Fortunately for Wu-Tang fans and art aficionados around the world, Shkreli never got the chance to hide or destroy Once Upon a Time in Shaolin. Before he could do anything with it, he was arrested by the FBI and ordered by a federal judge to forfeit $7.36 million in assets — including the mysterious and still-unreleased album.
Unfortunately, that album is now locked up somewhere in a government warehouse. After all the hubbub and drama surrounding its creation, auction and eventual forfeiture, Once Upon a Time in Shaolin ended up in the hands of the Feds. It would be like if a room full of original Da Vinci paintings were discovered and then seized by the FBI before anyone ever got to see them.
No one knows exactly where the album is now. But it’s almost certain that federal agents got one hell of a kick out of listening to the most expensive album in music history, free of charge after they took it from Shkreli.
Needless to say, this was not the fate that Cilvaringz and co-producer RZA had in mind when they came up with the idea for Once Upon a Time in Shaolin.
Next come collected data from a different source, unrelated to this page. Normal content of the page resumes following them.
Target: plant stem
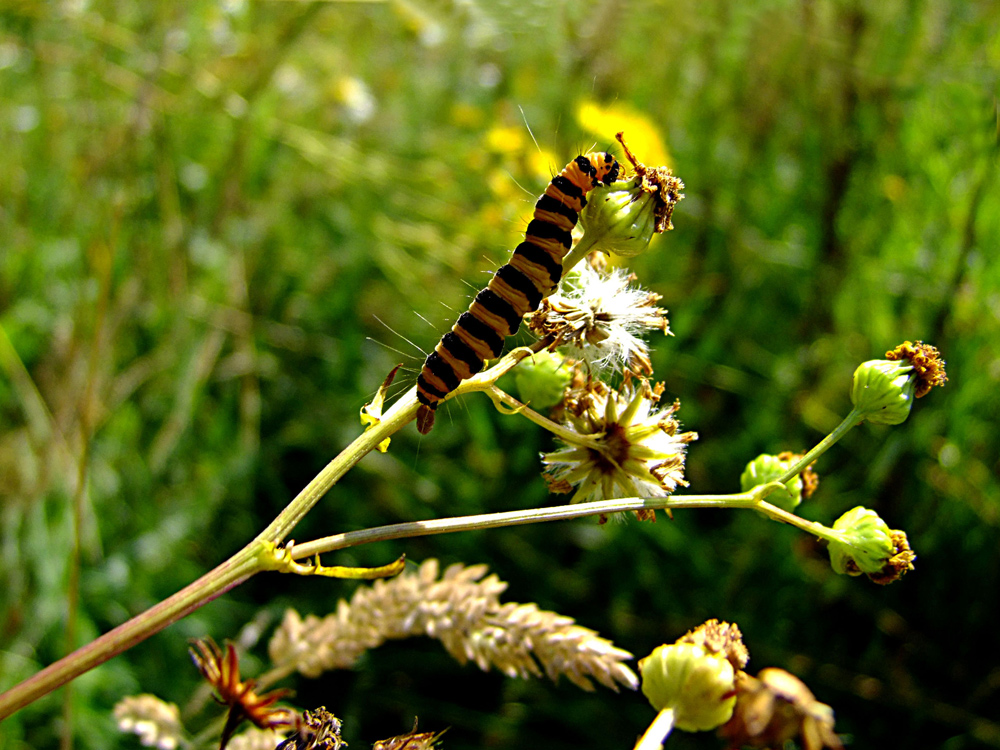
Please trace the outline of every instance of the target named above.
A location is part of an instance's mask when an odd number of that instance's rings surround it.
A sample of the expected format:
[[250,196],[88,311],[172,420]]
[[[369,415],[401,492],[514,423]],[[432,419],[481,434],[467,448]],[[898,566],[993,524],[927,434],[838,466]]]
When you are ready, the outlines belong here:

They wanted to spark a serious debate about the value of music in the modern world, they wanted to create something that couldn’t be exploited commercially until long after their deaths, they wanted to create something that would endure, that would tantalize the world with mystery and rareness, that would titillate fans when they finally got to hear what was on it.
Instead their mystery masterpiece was squirreled away by one of the most hated people in the world, squandered for the enjoyment of a bourgeois antihero and then confiscated by the federal fuzz. And it’s doubtful that they’ll ever release it for free, as was intended. Which means, the only way all 110 minutes of that album will ever be released publicly is if the federal government chooses to commercially distribute it in the year 2103, for their own profit.
And that is a sick fate for such a radical hip-hop concept.